ATC codes: P01BF06
Malaria due to Plasmodium falciparum ICD11 code: 1F40
Artesunate + pyronaridine
Oral > Solid: 60 mg + 180 mg tablet ; 20 mg + 60 mg granules (EMLc)
EML status history
Also recommended for children
> 5 kg
The recommendation is for this specific medicine
Patents have expired in most jurisdictions
Read more about patents.
Expert Committee recommendation
The Expert Committee recommended the addition of a fixed-dose combination formulation of artesunate and pyronaridine tetraphosphate to the core list of EML and EMLc as an artemisinin-combination treatment option for the first-line treatment of uncomplicated Plasmodium falciparum and for the blood stages of P. vivax malaria in adults, children and infants, on the basis of a favourable benefit–risk ratio. Availability of this FDC will provide an alternative treatment option to mefloquine- or amodiaquine-containing combinations. The Committee considered that that the availability of FDC formulations for treatment of malaria can offer the benefits of greater dosing accuracy, ease of administration and reduced pill burden and can contribute to better therapeutic adherence.
Currently, the fixed-dose combination (FDC) artemisinin-combination treatments (ACTs) included in the EML are: artemether + lumefantrine (A+L), artesunate + amodiaquine (AS+AQ) and artesunate + mefloquine (AS+MQ).
Public health relevance
It is estimated that a cumulative 1.2 billion fewer malaria cases and 6.2 million fewer malaria deaths occurred globally between 2001 and 2015 than would have occurred if had incidence and mortality rates remained unchanged since 2000. Of the estimated 6.2 million fewer deaths, about 5.9 million (95%) were in children aged under 5 years. By 2015, it was estimated that the number of malaria cases had declined to 214 million (range 149–303 million), and the number of deaths to 438 000 (range 236 000–635 000). The number of malaria deaths in children aged under 5 years had declined to 306 000 (range 219 000–421 000) in 2015. The global burden of mortality is dominated by countries in sub-Saharan Africa. Decreases in case incidence and mortality rates were slowest in countries that had the largest numbers of malaria cases and deaths in 2000 (1).

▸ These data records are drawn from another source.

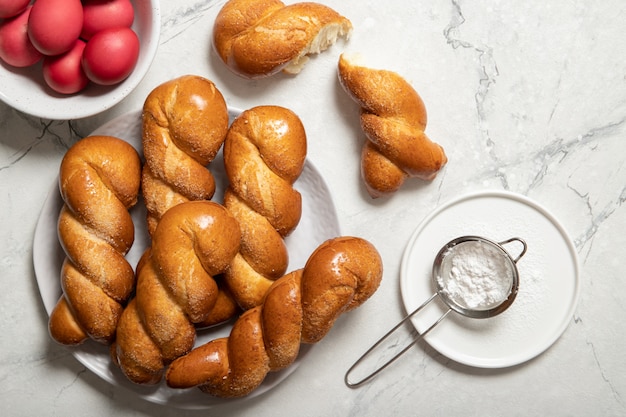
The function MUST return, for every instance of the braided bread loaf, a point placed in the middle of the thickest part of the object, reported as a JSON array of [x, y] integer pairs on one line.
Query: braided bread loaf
[[300, 307], [393, 118], [184, 123], [175, 288], [99, 182], [258, 38], [264, 154]]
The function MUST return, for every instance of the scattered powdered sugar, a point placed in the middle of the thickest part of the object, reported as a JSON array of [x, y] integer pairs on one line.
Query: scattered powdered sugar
[[476, 275]]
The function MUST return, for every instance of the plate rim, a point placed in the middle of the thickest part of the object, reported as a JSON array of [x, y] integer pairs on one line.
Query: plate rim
[[82, 355], [565, 322]]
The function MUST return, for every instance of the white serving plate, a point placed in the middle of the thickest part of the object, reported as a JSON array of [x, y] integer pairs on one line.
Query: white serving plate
[[318, 223], [549, 282]]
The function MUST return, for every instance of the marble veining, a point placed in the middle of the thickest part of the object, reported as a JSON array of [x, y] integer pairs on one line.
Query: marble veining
[[527, 97]]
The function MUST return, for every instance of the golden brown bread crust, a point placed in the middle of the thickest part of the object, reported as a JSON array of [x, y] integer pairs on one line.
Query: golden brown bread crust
[[300, 307], [264, 154], [393, 118], [184, 123], [193, 242], [258, 38], [99, 181]]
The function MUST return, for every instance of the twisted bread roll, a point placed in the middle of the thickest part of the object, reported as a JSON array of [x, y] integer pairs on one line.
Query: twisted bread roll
[[299, 308], [99, 182], [264, 154], [258, 38], [175, 288], [184, 124], [393, 118]]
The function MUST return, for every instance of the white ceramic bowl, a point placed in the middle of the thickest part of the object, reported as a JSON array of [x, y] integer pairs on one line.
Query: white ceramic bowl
[[25, 89]]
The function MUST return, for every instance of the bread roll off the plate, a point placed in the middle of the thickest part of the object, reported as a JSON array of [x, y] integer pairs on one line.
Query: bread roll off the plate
[[99, 182], [258, 38], [393, 118], [300, 307]]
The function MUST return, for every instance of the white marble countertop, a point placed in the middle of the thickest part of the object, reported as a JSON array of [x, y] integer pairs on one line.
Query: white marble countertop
[[527, 97]]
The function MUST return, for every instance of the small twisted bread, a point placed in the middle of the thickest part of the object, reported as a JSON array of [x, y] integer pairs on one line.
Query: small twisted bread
[[258, 38], [393, 118], [184, 123], [193, 242], [99, 182], [301, 307], [264, 154]]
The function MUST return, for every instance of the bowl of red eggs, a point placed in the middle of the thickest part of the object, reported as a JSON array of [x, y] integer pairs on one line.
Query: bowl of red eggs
[[69, 59]]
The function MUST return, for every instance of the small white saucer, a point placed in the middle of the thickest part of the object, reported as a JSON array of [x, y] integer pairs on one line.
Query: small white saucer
[[549, 283]]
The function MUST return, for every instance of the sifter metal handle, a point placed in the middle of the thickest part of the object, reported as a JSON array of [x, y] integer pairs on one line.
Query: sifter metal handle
[[390, 361], [514, 239]]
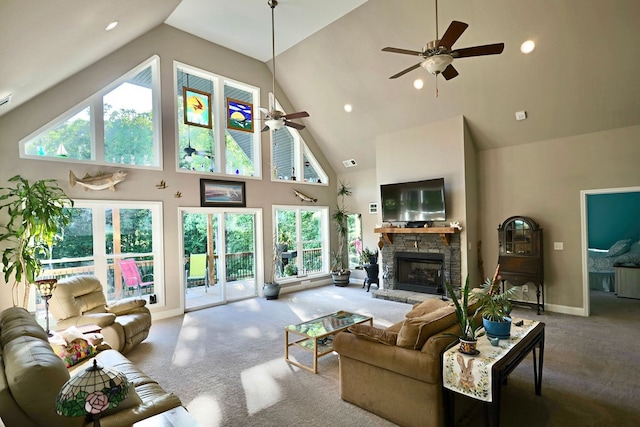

The application presented the results of three phase 3 clinical trials of artesunate + pyronaridine (A+P) compared with AS+MQ (2), and A+L (3, 4) in a total of 2803 children and adults with acute, uncomplicated P. falciparum malaria in Africa, south-east Asia and India. The primary end-point was polymerase chain reaction (PCR)-adjusted adequate clinical and parasitological response (ACPR) on day 28 in the efficacy-evaluable (EE) population. Non-inferiority to the relative comparators was assumed if the lower limit of the two-sided 95% confidence interval (CI) for the difference in PCR-adjusted ACPR was greater than ‒5% (2, 3) or greater than ‒10% (4). For the comparison with AS+MQ, results at day 28 showed PCR-adjusted ACPR rates of 99.2% (95% CI 98.3–99.7%) and 97.8% (95% CI 95.8–99,1%). The treatment difference was 1.4% (95% CI 0.0–3.5%; P = 0.05), meeting the predefined criteria for non-inferiority. Non-inferiority was also met for the comparisons with A+L. The PCR-corrected ACPR rates at day 28 for A+P and A+L were: 99.5% and 99.2% (difference= 0.3%; 95% CI --0.7% to 1.8%;P = 0.578), and 97.1% and 98.8% (difference = ‒1.8%%; 95% CI ‒4.3% to 1.6%; P = 0.22). In addition, A+P was found to be non-inferior to the comparator treatments for the secondary end-point of PCR-adjusted ACPR at 42 days. New infection or recrudescence rates based on Kaplan–Meier estimates were statistically significantly lower with A+P compared with AS+MQ through day 42 (P = 0.049). For the comparison with A+L, no statistically significant difference was found between groups through day 28 or day 42 (2–4). In an integrated analysis of all A+P and comparator groups of phase 3 patients, the intention-to- treat (ITT) population was considered the primary analysis population, in contrast to the individual studies, given the variability of the EE population criteria across studies. No notable differences in PCR-adjusted ACPR were observed between the P+A group and the A+L or AS+MQ treatment groups at any time point in the ITT population (5).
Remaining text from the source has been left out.